Image Credit: The University of York
Thousands of people across the UK have already volunteered in numerous ways to help the fight against the COVID-19 pandemic, and the effect it is having on the lives of thousands. The University of York, and its students, are no exception to this.
In a move to assist the hard-working medical staff at York Hospital, the University has set up a volunteering scheme to deliver 2000 free packed lunches every day to staff at the hospital, as the catering staff there were diverted to patient services. This left a significant gap in catering for the staff, which these volunteers are helping to fill.
The team of ten volunteers consists of University staff, students and YUSU volunteers. This team of volunteers works each day to deliver the food packages, which reportedly contain “a sandwich, piece of fruit, water, flapjack and bag of crisps.” The first of these packages were delivered on 15 April.
Jon Greenwood, the Director of Commercial Services at the University, said that this scheme “is a fantastic example of people coming together to help a great cause.” He continued by stating that “the NHS is doing a tremendous job in extremely challenging times and we can all play our part, however small.” He added that the volunteering operation would continue for the next 10 weeks.
The University have also teamed up with researchers at both Birmingham and Exeter universities, as well as the Royal Cornwall Hospitals NHS Trust and with NHS Lothian’s Heart Manual Department to offer NHS staff free training to support heart failure patients who are affected by COVID-19. The training will allow NHS staff access to training to deliver home-based cardiac rehabilitation programmes for patients whose access to services has been restricted due to the pandemic. This exercise-based rehabilitation scheme has the potential to support the nearly 200,000 people in the UK who are diagnosed with heart failure each year.
The courses will take place over the next few weeks, and will train approximately 20 cardiac rehabilitation teams. It is also reported that more sessions will take place later in the year, with the aim of having 30 sites trained by the end of September.

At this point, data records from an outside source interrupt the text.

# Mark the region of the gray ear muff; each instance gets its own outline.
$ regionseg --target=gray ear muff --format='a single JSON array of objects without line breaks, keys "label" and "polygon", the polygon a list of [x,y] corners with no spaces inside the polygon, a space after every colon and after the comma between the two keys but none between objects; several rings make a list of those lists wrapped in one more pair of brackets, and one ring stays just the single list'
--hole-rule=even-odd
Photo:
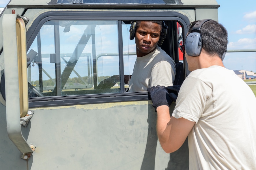
[{"label": "gray ear muff", "polygon": [[186,53],[188,56],[196,57],[200,55],[203,43],[200,29],[203,24],[211,20],[205,19],[199,21],[192,28],[191,32],[187,36],[185,41]]},{"label": "gray ear muff", "polygon": [[202,51],[201,34],[199,33],[191,33],[186,38],[185,41],[186,53],[188,56],[198,56]]},{"label": "gray ear muff", "polygon": [[226,51],[225,51],[225,52],[223,53],[223,54],[222,55],[222,56],[221,56],[221,61],[223,61],[223,60],[224,60],[224,58],[225,58],[225,55],[226,55],[226,53],[227,51],[227,47],[226,48]]},{"label": "gray ear muff", "polygon": [[133,22],[130,27],[130,39],[134,39],[135,36],[135,32],[136,32],[136,22]]}]

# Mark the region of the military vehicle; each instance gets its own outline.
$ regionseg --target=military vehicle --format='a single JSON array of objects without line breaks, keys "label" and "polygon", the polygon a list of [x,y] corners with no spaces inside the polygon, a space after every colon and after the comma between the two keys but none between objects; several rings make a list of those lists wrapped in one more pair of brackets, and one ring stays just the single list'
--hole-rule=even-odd
[{"label": "military vehicle", "polygon": [[[179,47],[190,23],[217,21],[219,6],[215,0],[10,1],[0,16],[1,169],[188,169],[187,141],[165,153],[147,92],[127,92],[136,57],[130,23],[164,21],[161,47],[177,63],[180,84],[189,72]],[[100,85],[110,77],[113,87]]]}]

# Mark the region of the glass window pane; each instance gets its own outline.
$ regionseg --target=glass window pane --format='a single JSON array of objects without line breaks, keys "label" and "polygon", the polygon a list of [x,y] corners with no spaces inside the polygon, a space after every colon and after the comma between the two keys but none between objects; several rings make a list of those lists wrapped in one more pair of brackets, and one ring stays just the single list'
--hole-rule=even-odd
[{"label": "glass window pane", "polygon": [[29,82],[45,96],[120,92],[117,23],[45,22],[28,51]]}]

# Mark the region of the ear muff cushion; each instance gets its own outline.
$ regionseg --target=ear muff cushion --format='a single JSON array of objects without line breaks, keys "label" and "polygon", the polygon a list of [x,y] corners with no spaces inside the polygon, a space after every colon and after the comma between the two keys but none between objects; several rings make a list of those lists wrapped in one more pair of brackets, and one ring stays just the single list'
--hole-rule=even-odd
[{"label": "ear muff cushion", "polygon": [[130,39],[134,39],[135,36],[135,32],[136,32],[136,22],[133,22],[130,27]]}]

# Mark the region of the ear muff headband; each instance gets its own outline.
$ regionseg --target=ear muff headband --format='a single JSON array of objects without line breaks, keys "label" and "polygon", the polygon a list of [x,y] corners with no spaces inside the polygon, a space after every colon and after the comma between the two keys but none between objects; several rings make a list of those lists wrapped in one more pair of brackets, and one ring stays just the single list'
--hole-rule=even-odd
[{"label": "ear muff headband", "polygon": [[[167,29],[168,27],[165,25],[165,22],[163,21],[162,29],[160,35],[159,41],[157,44],[158,45],[161,45],[163,43],[166,37],[167,34]],[[136,32],[136,22],[133,22],[131,25],[130,27],[130,39],[133,40],[135,37],[135,33]]]},{"label": "ear muff headband", "polygon": [[202,36],[200,29],[203,24],[211,20],[205,19],[198,21],[192,28],[185,41],[186,53],[190,56],[195,57],[200,55],[202,51]]}]

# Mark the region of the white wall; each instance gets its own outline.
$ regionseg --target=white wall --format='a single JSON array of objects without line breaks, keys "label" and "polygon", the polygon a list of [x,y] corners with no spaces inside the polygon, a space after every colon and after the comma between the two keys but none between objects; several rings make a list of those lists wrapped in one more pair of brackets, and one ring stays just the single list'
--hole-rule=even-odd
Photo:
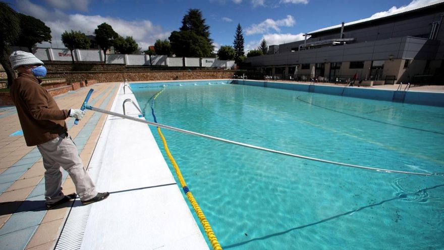
[{"label": "white wall", "polygon": [[200,59],[197,58],[185,58],[185,66],[200,67]]},{"label": "white wall", "polygon": [[151,65],[147,55],[128,55],[127,58],[127,65]]},{"label": "white wall", "polygon": [[[227,63],[232,62],[232,65],[227,66]],[[217,58],[202,58],[202,67],[209,67],[211,68],[231,68],[234,64],[234,61],[227,60],[219,60]]]},{"label": "white wall", "polygon": [[153,65],[166,65],[166,59],[168,56],[151,56],[151,62]]},{"label": "white wall", "polygon": [[48,49],[39,48],[36,50],[34,55],[41,61],[49,61],[50,58],[49,52]]},{"label": "white wall", "polygon": [[[14,47],[12,51],[24,50],[26,48]],[[103,53],[99,49],[74,49],[73,54],[67,48],[36,48],[33,49],[34,55],[42,61],[72,61],[74,57],[76,62],[103,62]],[[168,66],[169,67],[183,67],[182,57],[168,57],[166,55],[152,56],[152,65]],[[235,64],[234,61],[219,60],[212,58],[185,58],[186,67],[203,67],[211,68],[232,68]],[[110,64],[126,64],[127,65],[151,65],[149,56],[145,55],[107,54],[106,63]]]},{"label": "white wall", "polygon": [[103,52],[102,51],[76,49],[75,53],[80,56],[78,61],[83,62],[102,62]]},{"label": "white wall", "polygon": [[110,64],[125,64],[125,55],[122,54],[106,55],[106,63]]},{"label": "white wall", "polygon": [[[47,49],[49,51],[50,53],[52,52],[52,57],[54,61],[71,62],[73,61],[73,55],[71,54],[71,52],[68,48],[48,48]],[[40,58],[39,58],[39,59],[40,59]],[[76,58],[75,58],[74,61],[76,61],[75,59]]]},{"label": "white wall", "polygon": [[168,67],[183,67],[184,61],[181,57],[169,57],[166,61]]}]

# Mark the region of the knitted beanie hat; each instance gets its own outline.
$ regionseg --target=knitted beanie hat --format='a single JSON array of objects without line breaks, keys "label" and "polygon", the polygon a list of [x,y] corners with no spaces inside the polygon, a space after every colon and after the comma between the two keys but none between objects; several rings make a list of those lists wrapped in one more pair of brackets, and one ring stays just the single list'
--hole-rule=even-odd
[{"label": "knitted beanie hat", "polygon": [[43,62],[35,57],[35,56],[32,53],[25,52],[22,51],[14,52],[11,54],[11,56],[9,57],[9,61],[11,61],[11,66],[12,67],[13,70],[15,70],[18,67],[22,65],[33,65],[35,64],[43,65],[44,64]]}]

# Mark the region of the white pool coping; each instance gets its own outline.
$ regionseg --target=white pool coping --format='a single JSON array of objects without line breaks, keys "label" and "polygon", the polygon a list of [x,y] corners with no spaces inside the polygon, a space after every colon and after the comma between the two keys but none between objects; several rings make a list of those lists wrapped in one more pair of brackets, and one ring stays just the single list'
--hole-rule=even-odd
[{"label": "white pool coping", "polygon": [[[123,86],[111,108],[120,114],[125,99],[137,104]],[[146,124],[108,115],[88,166],[97,190],[111,193],[90,205],[81,249],[209,249]]]}]

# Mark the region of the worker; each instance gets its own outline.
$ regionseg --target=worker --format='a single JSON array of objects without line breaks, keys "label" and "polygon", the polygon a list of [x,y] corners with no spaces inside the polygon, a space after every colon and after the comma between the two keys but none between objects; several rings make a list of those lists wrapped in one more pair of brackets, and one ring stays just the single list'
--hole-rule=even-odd
[{"label": "worker", "polygon": [[[36,145],[43,158],[46,209],[54,209],[77,195],[84,205],[107,197],[108,192],[97,192],[68,133],[65,120],[68,117],[80,120],[85,112],[59,109],[47,90],[40,85],[42,80],[37,77],[45,76],[46,69],[32,53],[15,51],[10,61],[13,70],[18,72],[18,77],[11,86],[11,97],[17,110],[26,145]],[[61,167],[71,176],[77,194],[64,194]]]}]

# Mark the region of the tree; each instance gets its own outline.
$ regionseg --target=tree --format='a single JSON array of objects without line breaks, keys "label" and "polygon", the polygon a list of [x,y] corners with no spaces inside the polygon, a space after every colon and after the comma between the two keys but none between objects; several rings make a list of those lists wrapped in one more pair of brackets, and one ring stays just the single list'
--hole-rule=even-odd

Not only is the University committed to assisting crucial frontline workers and healthcare, but they have also introduced a number of online training courses in a bid to help regional charities and businesses to “recover, innovate and grow.” These online courses are there to support individuals and businesses through this challenging time. On this, the University stated that “now, more than ever, it is important for us to look after ourselves, our employees and to retain a happy and resilient workforce. We have developed a suite of free short online learning sessions to help you through the challenging time we currently face.”
These courses are mostly taking place live via Zoom, with the first session, “Time Management”, taking place on 14 May at 1pm. The sessions are free and are open to anyone who feels as though they need assistance in the areas they are helping with.
The President of North Yorkshire’s Chamber of Commerce, Andrew Digwood, commented on the series of online courses the University has set up, citing that:
"The York and North Yorkshire Chamber of Commerce is delighted to see the University of York have developed a portfolio of online training courses that directly support regional businesses and their employees through these challenging times and beyond. We know our members have benefited from their training in the past and it's great they can continue to access such high-quality content remotely.” A link to the information on these courses can be found here for those who are interested: https://www.york.ac.uk/business/cpd/online-training/.
Finally, across the UK student medics and nurses have volunteered to assist the frontline fight against the virus. Again, York’s students are no exception to this nation-wide movement, with over 100 final year student nurses from York joining the fight against the pandemic by voluntarily extending their NHS placements. Additionally, a further 100 Hull York Medical students have graduated early and are able to take on intern posts so to support frontline NHS staff. One such volunteer is Grace Greenwood, who spoke with the University and told them that:
“I just wanted to do my bit, it seemed a totally natural thing to me. It is a bit daunting but I have done the training and I just want to get stuck in.” She also stated that she believes it “will be an amazing experience and I will learn so much and gain so much knowledge. I am excited and scared in equal measure.” Of course, Grace is just one of the thousands of student volunteers across the UK who are joining this fight, and are bravely risking their lives in a bid to support the NHS against the virus.
In a Facebook post last week, YUSU Community and Wellbeing Officer, Steph Hayle, praised the students who are working on the frontlines in the NHS, commenting that: “so often we’re told by the media or by the government, or even by local residents, that #StudentsDoNothing. Covid-19 has shown what absolute nonsense that really is. Thank you to all our students who are Key Workers during this crisis, we appreciate you so much.”
It is safe to say that many people across the UK share Hayle’s view and that it is becoming more apparent just how instrumental students are within society and within the institutions which our society depends upon. It is refreshing to see that within these times of hardship, students and staff within our University are stepping up and helping to mitigate some of the issues we are facing as a result of this pandemic.